Twenty-seven states are weighing tax cuts this year, according to a recent analysis from the left-leaning Institute on Taxation and Economic Policy (ITEP), which termed the push “tax cut fever.” Some officials are considering totally eliminating their state income tax, including in Mississippi and Arkansas, while others are floating property tax cuts, among other ideas.
The drive to cut state taxes has accelerated during the pandemic. During the past two years, dozens of states reduced their income tax rates or created new tax credits and rebates, partly as their coffers overflowed due to strong economic growth and billions in federal pandemic aid. Yet the latest round of tax cuts comes as the economy is showing signs of stress, raising questions about timing.

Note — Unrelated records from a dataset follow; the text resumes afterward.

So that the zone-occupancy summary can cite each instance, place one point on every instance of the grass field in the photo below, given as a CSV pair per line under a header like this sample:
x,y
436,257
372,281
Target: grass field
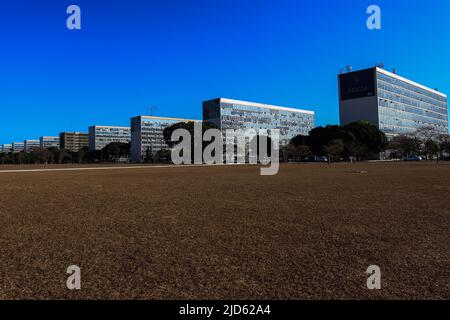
x,y
227,232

“Times are good now, but if there’s a downturn, what will their response be?”” said Richard Auxier, senior policy analyst at the Tax Policy Center who focuses on state and local tax policy. “Will it be cutting spending on education? And if it’s raising taxes, who will be impacted?”
The current tax cut proposals range from small reductions in states’ income tax rates to getting rid of the individual income tax altogether, as Mississippi Governor Tate Reeves, a Republican who is running for reelection this year, has proposed.
Other states are examining more targeted measures, such as exempting more retirement income from taxation — a move that would benefit older residents but potentially take away revenue that could be used for younger families, ITEP noted.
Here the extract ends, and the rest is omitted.